Data yang ditunjukkan Bank Dunia, bisa jadi berkorelasi dengan meningkatnya serbuan minimarket ke pinggiran kota dan ke pelosok lain. Apalagi dengan berbagai kapasitasnya itu, maka tawaran “gaya hidup” baru disambut oleh kelas menengah baru ini dengan antusias. Meski narasi yang didiskusikannya harus diperdalam lebih jauh lagi, tetapi secara visual apa yang ditampilkan mereka menunjukkan proses reflikasi citraan dari komunitas kelas menengah ini. Gaya mereka biasanya membawa kendaraan sendiri (kebanyakan sepeda motor) dan berkelompok. Duduk di depan minimarket ini sambil mengobrol ditemani kopi dan camilan. Melihat waktu yang dihabiskan untuk duduk-duduk ini berjam-jam, memperlihatkan bahwa mereka ini cukup punya sumberdaya yang bisa menopang “gaya” yang sedang dibangunnya. Sesekali dalam selorohannya mereka tertawa sambil menyeruput kopi dan mengepulkan asap rokok. Benar-benar (seperti) menikmati hidup (sesungguhnya).

Tentu saja fenomena tersebut bisa dipotret secara menggembirakan. Di mana, realitas ini bisa memotret realitas makro bahwa ekonomi sedang “baik-baik” saja. Namun, benarkah hakikatnya demikian?

Jika kita membaca dari sudut pandang lain, fenomena di atas menunjukkan hal lain yang merupakan symptom sosiologis yang mencemaskan. Mereka bukan kelas menengah sesungguhnya. Sebaliknya justru mereka adalah buruh-buruh (kelas bawah), atau malah pengangguran yang tidak memiliki pekerjaan tetap.

Mereka sulit membuat perencanaan hidup karena sistem kontrak yang dibangun oleh pemilik pekerjaan. Sistem itu telah membuat mereka susah mengambil kredit jangka panjang seperti rumah. Sehingga mereka hanya bisa mengkredit sepeda motor dan mencoba menikmatinya selagi masih bisa. Maka yang dilakukan kemudian adalah traveling bersama, menurunkan imajinasi dalam komunitas, serta mencoba meraba citra orang sukses dalam bentuk narasi perilaku dan gaya hidup.

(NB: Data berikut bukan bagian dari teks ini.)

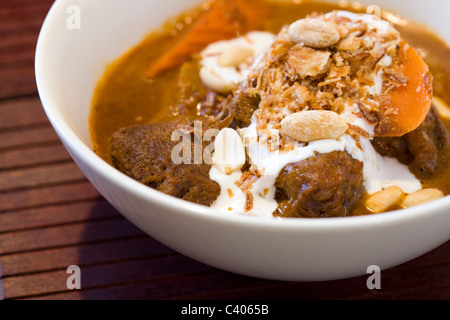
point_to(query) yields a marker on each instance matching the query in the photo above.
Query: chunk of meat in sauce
(325, 185)
(144, 153)
(419, 149)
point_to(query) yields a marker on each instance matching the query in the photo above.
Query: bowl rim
(73, 142)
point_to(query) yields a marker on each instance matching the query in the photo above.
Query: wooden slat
(28, 137)
(102, 275)
(33, 156)
(21, 112)
(18, 81)
(54, 215)
(67, 235)
(47, 196)
(40, 176)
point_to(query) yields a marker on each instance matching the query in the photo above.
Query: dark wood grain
(51, 217)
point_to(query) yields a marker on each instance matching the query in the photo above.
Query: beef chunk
(325, 185)
(419, 149)
(145, 154)
(243, 106)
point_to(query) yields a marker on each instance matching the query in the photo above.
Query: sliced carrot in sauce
(408, 105)
(222, 20)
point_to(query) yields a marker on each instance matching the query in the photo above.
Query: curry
(159, 87)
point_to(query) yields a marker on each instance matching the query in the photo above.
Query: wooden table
(51, 217)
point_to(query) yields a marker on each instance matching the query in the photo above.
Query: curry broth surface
(125, 97)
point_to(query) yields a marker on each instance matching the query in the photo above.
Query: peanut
(229, 152)
(421, 197)
(385, 199)
(307, 126)
(314, 33)
(214, 81)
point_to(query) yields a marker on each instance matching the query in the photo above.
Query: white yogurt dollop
(226, 78)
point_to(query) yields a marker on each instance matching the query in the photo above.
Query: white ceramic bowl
(69, 62)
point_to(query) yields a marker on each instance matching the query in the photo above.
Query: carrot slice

Sementara itu, minimarketlah pemain utamanya. Mereka memang seperti mentransformasi budaya kemudahan dan selalu siap sedia selama 24 jam. Di balik kecemasan dan kegembiraan "semu” yang dicantolkan dalam mimpi-mimpi “kelas menengah” baru ini, mesin minimarket menyedot seluruh debu sumberdaya ini menjadi keuntungan ekonomi pemodalnya. (mf)

Tantan Hermansah SAg MSi, Dosen Pengembangan Masyarakat Islam Bidang Ilmu Sosiologi Pedesaan Fakultas Dakwah dan Ilmu Komunikasi UIN Syarif Hidayatullah Jakarta. Sumber: Koran Suara Merdeka, 26 November 2018.